Acórdão do Supremo Tribunal de Justiça
Processo:
645/21.5T8TMR.E1.S2
Nº Convencional: 4.ª SECÇÃO
Relator: RAMALHO PINTO
Descritores: REVISTA EXCECIONAL
ÓNUS DE ALEGAÇÃO
CONTRADIÇÃO
Data do Acordão: 03/08/2023
Votação: UNANIMIDADE
Texto Integral: S
Privacidade: 1
Meio Processual: REVISTA EXCEPCIONAL
Decisão: NÃO ADMITIDA A REVISTA EXCECIONAL.
Sumário :

I- O recorrente que invoca, como fundamento de uma revista excepcional, as alíneas a) e b) do nº 1 do artigo 672º do CPC tem o ónus de indicar “as razões pelas quais a apreciação da questão é claramente necessária para uma melhor aplicação do direito” e/ou “as razões pelas quais os interesses são de particular relevância social”, sob pena de rejeição do recurso;


II- Não cumpre esse ónus o recorrente que se limita a, de forma vaga e genérica, tecer considerações genéricas sobre a figura do abuso de direito e sobre a presunção prevista no artº 394º, nº 5, do CT;


III- Não existe contradição de acórdãos, quando o acórdão recorrido e o acórdão fundamento qualificam ambos tal presunção como juris et de jure.

Decisão Texto Integral:

Processo 645/21.5T8TMR.E1.S2


Revista Excepcional


80/23


Acordam na Formação a que se refere o nº 3 do artigo 672.º do Código de Processo Civil da Secção Social do Supremo Tribunal de Justiça:


AA intentou acção de processo comum contra BB requerendo, a final que se decida o seguinte:


Nos termos expostos, com o douto suprimento, deve a presente acção ser julgada provada e procedente, consequentemente se declarando que insubsiste e não é válida a invocação de justa causa, feita pela Ré, nas circunstâncias em que o fez, para declarar a resolução do contrato de trabalho que mantinha com o A., já por não se verificar o fundamento legal em que pretendeu basear-se, já por ter agido em manifesto abuso de direito, excedendo na sua actuação os limites impostos pela boa fé, pelos bons costumes e pelo fim económico-social do direito de resolução, que se arrogou, mas que realmente não tinha, em qualquer dos casos sendo nula e de nenhum efeito aquela declaração, sendo, por conseguinte, a Ré condenada nas custas dos autos.”.

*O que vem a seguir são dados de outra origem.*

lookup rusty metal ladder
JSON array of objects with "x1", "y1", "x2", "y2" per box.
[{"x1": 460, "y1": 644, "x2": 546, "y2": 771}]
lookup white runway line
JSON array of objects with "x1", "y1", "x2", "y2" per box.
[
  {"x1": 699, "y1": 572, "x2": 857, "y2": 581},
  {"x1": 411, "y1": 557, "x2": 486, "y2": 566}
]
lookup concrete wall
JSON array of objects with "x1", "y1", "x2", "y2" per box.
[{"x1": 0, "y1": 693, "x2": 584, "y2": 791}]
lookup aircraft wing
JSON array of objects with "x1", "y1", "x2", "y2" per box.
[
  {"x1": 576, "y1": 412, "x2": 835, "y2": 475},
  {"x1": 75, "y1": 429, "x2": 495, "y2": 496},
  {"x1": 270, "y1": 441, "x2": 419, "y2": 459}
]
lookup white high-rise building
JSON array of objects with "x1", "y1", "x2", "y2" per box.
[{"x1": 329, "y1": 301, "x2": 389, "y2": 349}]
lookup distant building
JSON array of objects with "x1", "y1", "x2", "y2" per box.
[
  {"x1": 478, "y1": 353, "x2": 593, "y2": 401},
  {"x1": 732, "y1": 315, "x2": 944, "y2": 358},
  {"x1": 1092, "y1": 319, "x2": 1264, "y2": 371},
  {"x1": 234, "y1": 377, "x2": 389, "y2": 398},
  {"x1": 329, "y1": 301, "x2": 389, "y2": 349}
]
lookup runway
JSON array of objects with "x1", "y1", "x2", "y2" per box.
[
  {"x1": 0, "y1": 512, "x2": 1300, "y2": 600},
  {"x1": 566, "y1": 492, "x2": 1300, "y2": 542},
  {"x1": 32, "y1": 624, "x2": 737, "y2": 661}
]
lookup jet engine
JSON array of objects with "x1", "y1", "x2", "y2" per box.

Frustrou-se a conciliação das partes.


A Ré contestou a acção, não aceitando a posição do Autor e deduziu pedido reconvencional, requerendo que seja julgada procedente a resolução do contrato com justa causa e o Autor condenado a pagar-lhe a quantia de € 40.500, acrescida de juros de mora legais, vencidos e vincendos até integral pagamento.


O Autor pugnou pela improcedência da reconvenção.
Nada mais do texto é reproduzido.